Students’ Attitudes towards Mathematics at a Historical Black University (HBU)


Jonah Mutua

Jonah Mutua is a Ph.D. Candidate in the Developmental Education program at Texas State University with a specialization in developmental math.  He earned his M.S. from the University of Texas at Dallas. Jonah taught mathematics at Dallas Community College 2011-2012 and Huston-Tillotson University in Austin from 2012 to present. His research interests involve finding better and practical ways to teach fractions and quadratic equations to college algebra students.

This study attempted to examine if there is any relationship between students’ attitudes towards mathematics and their midterm scores in mathematics. Students’ attitude affects how they overcome academic challenges and their ability to adopt to changes (Bramlett and Herron, 2009). For example, students with a negative attitude tend to give up easily. On the contrary, students with a positive attitude are self-motivated and attempt numerous problems to improve on their speed and/or accuracy in solving mathematical problems. A positive attitude is a catalyst, which inspires students to achieve their goals (Ma & Kishor, 1997).

Theoretical Framework

The Operant Conditioning Learning theory guided this study. According to Bramlett and Herron (2009), the Operant Conditioning Learning theory explains that students’ behavior (attitude) is modified by positive or negative reinforcing. Bramlett and Herron found that when students interact with “role models” who are pursuing a major in Science, Technology, Engineering, and Mathematics (STEM) on regular basis (weekly or monthly), they appreciate mathematics more, devote additional efforts in understanding concepts, and tend to complete their homework on time regularly. The interactions can occur in an informal setting, for example, in a mathematics learning center or in a formal setting like a classroom.  Research questions: 1.What is the relationship between students’ attitude towards mathematics and their midterm scores in mathematics. 2. Is there any difference between male and female students’ performance?

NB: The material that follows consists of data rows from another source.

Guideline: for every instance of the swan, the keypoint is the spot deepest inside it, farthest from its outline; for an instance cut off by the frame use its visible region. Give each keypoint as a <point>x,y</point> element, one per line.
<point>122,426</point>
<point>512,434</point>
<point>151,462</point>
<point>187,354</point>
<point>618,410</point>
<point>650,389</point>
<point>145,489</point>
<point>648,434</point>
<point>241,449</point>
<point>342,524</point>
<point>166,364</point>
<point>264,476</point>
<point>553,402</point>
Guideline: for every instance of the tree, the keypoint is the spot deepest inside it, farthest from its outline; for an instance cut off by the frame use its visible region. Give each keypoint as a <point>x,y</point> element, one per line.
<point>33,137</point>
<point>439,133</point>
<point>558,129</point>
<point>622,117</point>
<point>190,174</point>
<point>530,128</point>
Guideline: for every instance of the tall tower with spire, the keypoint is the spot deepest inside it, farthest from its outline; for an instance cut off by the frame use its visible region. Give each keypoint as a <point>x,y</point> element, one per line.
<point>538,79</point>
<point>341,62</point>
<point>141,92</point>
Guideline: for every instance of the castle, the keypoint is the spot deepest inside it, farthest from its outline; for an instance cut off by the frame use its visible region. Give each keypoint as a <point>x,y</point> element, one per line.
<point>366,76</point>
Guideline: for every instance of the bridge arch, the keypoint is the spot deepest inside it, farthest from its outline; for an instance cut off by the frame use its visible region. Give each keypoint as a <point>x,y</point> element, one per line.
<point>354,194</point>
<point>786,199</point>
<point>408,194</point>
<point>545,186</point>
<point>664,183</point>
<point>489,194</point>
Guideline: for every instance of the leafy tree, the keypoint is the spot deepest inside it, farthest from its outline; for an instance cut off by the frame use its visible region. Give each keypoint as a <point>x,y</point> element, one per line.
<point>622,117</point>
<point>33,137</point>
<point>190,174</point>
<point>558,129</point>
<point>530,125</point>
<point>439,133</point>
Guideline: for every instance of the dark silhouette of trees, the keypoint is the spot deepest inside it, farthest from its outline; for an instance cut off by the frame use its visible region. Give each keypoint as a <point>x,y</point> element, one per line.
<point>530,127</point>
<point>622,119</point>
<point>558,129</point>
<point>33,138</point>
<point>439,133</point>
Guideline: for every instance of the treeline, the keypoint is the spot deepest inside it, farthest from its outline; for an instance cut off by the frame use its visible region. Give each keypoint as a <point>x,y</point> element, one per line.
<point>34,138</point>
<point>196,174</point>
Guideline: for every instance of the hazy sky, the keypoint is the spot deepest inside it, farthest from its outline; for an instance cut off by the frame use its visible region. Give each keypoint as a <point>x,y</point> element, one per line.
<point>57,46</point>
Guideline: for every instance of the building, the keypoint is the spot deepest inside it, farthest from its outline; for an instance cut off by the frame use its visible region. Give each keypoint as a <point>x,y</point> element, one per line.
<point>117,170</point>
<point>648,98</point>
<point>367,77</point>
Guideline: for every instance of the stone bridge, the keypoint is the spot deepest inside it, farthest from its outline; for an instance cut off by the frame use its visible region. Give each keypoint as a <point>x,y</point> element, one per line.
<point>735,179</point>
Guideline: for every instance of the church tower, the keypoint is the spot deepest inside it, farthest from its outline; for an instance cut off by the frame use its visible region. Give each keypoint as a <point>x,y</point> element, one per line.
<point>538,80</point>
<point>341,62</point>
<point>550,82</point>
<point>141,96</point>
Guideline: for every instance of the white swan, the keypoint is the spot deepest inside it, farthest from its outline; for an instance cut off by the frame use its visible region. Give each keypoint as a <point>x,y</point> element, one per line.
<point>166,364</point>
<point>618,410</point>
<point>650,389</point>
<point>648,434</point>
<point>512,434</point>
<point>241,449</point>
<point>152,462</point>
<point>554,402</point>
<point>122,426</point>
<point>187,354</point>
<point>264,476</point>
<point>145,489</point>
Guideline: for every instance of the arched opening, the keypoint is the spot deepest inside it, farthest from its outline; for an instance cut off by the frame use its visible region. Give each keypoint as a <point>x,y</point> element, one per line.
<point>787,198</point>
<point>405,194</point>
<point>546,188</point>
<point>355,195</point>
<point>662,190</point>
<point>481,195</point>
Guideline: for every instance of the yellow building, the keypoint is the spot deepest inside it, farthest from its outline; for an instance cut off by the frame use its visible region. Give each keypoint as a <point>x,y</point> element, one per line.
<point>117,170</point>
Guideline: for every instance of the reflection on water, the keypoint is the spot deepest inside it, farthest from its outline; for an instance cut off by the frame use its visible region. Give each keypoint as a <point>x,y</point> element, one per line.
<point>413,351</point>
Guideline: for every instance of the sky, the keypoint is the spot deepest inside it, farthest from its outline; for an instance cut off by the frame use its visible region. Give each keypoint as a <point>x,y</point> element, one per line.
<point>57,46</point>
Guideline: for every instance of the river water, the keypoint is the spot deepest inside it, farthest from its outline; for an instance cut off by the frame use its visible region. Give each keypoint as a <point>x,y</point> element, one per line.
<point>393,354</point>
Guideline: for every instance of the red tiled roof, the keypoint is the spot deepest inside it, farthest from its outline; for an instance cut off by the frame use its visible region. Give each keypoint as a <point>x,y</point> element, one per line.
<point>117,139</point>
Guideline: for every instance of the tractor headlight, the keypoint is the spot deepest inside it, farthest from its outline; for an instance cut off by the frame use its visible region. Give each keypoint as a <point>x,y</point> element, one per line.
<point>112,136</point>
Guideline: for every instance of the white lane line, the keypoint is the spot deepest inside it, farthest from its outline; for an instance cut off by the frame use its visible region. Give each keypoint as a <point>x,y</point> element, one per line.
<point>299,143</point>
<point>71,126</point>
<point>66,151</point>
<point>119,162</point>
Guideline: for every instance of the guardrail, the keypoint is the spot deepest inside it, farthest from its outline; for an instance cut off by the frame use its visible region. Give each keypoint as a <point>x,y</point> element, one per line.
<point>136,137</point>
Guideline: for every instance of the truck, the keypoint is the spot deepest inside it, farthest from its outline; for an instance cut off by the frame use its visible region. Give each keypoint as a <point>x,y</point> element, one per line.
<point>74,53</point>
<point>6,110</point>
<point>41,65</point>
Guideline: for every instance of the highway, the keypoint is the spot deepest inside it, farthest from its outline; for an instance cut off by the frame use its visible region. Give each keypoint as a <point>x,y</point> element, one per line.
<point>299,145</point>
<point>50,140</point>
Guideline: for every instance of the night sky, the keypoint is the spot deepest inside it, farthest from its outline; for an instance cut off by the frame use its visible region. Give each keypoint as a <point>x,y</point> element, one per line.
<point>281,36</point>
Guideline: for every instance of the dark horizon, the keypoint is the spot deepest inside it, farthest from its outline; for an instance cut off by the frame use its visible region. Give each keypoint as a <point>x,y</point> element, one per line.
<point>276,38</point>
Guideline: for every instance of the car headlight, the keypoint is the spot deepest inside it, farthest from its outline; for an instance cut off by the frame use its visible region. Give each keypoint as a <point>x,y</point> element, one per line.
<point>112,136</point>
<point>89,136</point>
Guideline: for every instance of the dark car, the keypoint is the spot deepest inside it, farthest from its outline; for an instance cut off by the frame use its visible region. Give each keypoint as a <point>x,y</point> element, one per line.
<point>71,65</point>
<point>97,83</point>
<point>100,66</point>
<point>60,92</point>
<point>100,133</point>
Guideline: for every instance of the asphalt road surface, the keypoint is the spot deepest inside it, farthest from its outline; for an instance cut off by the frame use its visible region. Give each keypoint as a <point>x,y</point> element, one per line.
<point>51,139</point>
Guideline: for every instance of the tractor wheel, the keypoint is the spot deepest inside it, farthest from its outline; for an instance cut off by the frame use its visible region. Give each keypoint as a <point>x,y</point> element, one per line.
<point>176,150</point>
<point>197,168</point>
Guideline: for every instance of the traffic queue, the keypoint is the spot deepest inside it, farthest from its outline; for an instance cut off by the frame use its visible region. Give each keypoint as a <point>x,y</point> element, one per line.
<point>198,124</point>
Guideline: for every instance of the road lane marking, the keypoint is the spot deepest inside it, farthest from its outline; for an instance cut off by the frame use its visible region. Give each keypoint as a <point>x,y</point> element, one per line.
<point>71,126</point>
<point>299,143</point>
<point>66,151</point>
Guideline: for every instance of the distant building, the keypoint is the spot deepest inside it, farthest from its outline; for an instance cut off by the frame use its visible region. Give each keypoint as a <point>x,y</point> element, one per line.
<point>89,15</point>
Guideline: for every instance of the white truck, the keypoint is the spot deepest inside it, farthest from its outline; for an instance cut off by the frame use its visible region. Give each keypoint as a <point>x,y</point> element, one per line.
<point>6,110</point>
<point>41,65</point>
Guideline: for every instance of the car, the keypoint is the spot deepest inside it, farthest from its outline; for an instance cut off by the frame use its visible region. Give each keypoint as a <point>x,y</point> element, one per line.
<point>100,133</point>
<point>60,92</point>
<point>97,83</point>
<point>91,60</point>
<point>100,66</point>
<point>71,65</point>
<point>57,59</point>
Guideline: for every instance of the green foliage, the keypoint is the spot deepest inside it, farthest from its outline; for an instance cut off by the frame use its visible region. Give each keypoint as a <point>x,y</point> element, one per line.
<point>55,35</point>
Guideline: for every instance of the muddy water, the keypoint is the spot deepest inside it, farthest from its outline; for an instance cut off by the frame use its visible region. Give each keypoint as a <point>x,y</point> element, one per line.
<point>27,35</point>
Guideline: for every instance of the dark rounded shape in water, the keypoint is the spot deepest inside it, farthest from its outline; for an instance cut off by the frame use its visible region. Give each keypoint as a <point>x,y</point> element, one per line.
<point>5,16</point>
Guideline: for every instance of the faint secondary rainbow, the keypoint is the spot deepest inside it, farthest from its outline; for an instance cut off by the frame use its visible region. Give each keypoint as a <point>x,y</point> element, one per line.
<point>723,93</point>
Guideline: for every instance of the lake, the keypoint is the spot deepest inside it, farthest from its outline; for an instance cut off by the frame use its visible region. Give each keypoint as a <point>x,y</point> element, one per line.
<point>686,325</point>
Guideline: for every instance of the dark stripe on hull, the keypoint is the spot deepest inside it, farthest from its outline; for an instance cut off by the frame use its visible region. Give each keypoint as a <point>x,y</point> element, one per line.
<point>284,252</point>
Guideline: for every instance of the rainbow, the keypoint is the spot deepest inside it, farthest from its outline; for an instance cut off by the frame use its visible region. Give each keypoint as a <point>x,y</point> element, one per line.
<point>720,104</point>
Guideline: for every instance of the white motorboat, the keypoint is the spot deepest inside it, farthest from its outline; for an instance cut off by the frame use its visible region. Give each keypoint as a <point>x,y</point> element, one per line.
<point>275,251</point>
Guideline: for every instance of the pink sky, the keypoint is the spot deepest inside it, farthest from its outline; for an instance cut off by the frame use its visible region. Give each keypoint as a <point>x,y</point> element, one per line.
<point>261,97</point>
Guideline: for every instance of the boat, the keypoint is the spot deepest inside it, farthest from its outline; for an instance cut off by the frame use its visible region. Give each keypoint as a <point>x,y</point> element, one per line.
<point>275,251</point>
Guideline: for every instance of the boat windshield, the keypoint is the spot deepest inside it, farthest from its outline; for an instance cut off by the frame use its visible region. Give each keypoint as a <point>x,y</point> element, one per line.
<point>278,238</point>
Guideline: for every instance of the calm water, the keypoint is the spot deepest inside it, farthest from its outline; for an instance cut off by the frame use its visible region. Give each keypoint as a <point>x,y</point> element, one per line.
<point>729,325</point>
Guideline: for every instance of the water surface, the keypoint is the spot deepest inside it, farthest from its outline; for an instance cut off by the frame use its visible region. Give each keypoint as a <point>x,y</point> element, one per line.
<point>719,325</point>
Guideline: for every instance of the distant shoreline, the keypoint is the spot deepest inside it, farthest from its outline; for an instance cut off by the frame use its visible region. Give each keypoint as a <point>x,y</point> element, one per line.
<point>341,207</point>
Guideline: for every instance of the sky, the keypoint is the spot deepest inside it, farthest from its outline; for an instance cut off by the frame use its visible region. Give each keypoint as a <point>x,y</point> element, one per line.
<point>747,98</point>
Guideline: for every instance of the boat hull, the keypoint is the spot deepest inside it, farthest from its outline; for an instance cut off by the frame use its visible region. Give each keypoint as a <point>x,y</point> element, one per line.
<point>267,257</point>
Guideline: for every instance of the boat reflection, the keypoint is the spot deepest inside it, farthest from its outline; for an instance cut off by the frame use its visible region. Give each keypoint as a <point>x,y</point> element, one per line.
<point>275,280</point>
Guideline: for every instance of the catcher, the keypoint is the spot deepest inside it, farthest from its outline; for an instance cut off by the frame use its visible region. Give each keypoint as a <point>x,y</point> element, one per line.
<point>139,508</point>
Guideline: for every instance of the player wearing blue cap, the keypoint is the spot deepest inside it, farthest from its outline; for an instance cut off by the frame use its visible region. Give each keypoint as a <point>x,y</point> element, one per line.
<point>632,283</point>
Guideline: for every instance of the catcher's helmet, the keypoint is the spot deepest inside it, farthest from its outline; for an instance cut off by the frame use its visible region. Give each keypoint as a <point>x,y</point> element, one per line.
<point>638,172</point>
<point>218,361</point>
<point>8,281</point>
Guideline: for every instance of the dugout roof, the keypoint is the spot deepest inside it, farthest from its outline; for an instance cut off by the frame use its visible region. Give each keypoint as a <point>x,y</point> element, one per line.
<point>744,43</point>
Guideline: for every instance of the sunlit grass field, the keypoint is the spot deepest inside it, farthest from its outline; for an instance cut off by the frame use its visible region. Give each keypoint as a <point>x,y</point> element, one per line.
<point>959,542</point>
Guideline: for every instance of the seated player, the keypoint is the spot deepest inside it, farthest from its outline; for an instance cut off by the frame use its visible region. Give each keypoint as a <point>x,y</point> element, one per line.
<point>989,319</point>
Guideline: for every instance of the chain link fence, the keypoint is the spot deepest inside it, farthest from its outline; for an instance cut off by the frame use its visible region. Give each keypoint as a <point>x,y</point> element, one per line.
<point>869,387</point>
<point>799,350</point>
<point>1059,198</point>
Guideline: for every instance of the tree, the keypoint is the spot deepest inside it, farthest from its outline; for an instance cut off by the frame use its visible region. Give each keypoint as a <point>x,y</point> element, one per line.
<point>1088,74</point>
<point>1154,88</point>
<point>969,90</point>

Participants were recruited from a Historically Black University in central Texas. A total of 65 students participated in the study, 34 (52.3%) were male and 31 (47.7%) were female. All participants were freshmen enrolled in developmental mathematics courses. The average age of freshmen students at this institution is 18.5 years old. Students’ participation in the study was voluntary.

Discussion and Conclusion

The purpose of the study was to examine if there is any relationship between students’ attitude towards mathematics and their midterm scores in mathematics. The study found that students’ confidence in doing mathematics was a necessary attribute for students’ performance in midterm examinations. This conclusion is in agreement with previous studies on attitude towards mathematics and sciences (Bramlett & Herron, 2009; Tapia & Marsh, 2004; Ma & Kishor, 1997). Students’ ability to value mathematics was the next highest attribute required by a student to excel in midterm mathematics test. However, student’s gender had p > 0.05 implying that gender was not a significant factor in determining students’ score on the midterm test.


Bramlett, D. C. & Herron, S. (2009). A study of African-American College students’ attitude towards mathematics. Journal of Mathematical Sciences & Mathematics Education, 4(2), 43-51.

Ma, X., & Kishor, N. (1997). Assessing the relationship between attitude toward mathematics and achievement in mathematics: A meta-analysis. Journal for Research in Mathematics Education, 28(1), 27-47.

Tapia, M., & Marsh II, G. E. (2004). An instrument to measure mathematics attitudes. Academic Exchange Quarterly, 8(2), 130-143.